1 Introduction
A key part of any cell typing attempt is examination of each cell type’s spatial distributions. These patterns can strongly suggest which cell type an unknown cluster is, and they are useful for confirming putative cell type assignments.
The Human Protein Atlas is a powerful resource for these exercises. For almost every cell type in the human body, the HPA contains high-res IHC images of a protein that is highly specific to the cell type.
Here, with the help of LMMs, we have compiled “cheat sheets” for a small collection of tissues. Each sheet delineates the cell types present in a tissue type, suggests a marker protein that can be found in the HPA, and links to the relevant HPA page and to a relevant IHC image.
Here’s a glance at one:
Caveat: this information was generated by an LLM and reviewed/edited by humans. As with any product of an LMM (or a human), give any individual claim less than total credence.
We are posting this now with just 3 tissues covered, with the plan to add more later. If you mimic our approach for another tissue, feel free to send us your own cheat sheets, and we’ll host them here for the community.
2 Cheat sheets for tissue-specific cell typing:
3 Example LLM prompts for generating your own cheat sheet:
We employed variations of the below to elicit these cheat sheets from a LLM. The whole exercise should take ~2 minutes per cell type.
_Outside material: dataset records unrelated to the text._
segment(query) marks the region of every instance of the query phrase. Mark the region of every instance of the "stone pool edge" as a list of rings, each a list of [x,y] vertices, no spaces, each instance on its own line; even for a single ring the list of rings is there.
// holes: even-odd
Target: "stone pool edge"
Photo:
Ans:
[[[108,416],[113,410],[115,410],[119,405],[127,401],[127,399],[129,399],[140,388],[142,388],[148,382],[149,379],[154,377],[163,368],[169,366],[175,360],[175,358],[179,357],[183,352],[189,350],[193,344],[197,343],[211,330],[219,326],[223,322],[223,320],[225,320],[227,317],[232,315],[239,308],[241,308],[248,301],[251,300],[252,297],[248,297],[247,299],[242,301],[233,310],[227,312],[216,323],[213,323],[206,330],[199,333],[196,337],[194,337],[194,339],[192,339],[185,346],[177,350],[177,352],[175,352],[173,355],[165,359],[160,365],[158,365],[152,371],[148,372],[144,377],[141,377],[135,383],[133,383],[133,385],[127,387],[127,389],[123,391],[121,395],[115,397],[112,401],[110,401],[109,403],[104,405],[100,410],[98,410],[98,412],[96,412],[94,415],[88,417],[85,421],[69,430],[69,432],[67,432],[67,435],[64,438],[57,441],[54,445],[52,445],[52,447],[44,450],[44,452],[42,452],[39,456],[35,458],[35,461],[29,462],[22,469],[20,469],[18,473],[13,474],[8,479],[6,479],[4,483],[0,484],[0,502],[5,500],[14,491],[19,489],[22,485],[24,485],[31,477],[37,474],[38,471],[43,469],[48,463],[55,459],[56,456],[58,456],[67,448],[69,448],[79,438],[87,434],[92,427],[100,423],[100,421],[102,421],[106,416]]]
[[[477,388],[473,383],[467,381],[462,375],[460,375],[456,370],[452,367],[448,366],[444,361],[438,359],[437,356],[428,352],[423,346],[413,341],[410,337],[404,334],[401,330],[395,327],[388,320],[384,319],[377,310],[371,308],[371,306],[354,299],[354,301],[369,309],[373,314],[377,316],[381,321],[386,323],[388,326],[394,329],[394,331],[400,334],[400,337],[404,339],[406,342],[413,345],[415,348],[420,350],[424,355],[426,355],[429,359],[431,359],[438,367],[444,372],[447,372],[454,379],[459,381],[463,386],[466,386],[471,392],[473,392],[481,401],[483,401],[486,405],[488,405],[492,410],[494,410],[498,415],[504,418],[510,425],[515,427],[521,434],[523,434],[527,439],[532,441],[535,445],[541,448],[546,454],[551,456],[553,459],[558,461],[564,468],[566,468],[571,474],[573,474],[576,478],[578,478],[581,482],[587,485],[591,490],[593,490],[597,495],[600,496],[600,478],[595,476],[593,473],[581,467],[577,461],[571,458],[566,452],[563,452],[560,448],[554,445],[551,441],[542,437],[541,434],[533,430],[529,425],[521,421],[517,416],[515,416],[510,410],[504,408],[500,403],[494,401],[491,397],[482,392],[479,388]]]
Can you please give me a table of the major cell types in the human lung, and 1-3 good marker genes or proteins for each one? (Marker proteins are better - we’ll be looking them up in the Human protein atlas next.)
Now please add links to the Human Protein Atlas tissue page for the best marker for each cell type
Here we exercised some curatorial judgment and selected the best IHC image by eye. We appended the links to those images to the table generated from the previous prompt. See the final column below:
OK, now make me an html please from the below table. The links to images should be thumbnails.
Now copy the response to notepad, save as .html, and you’re done!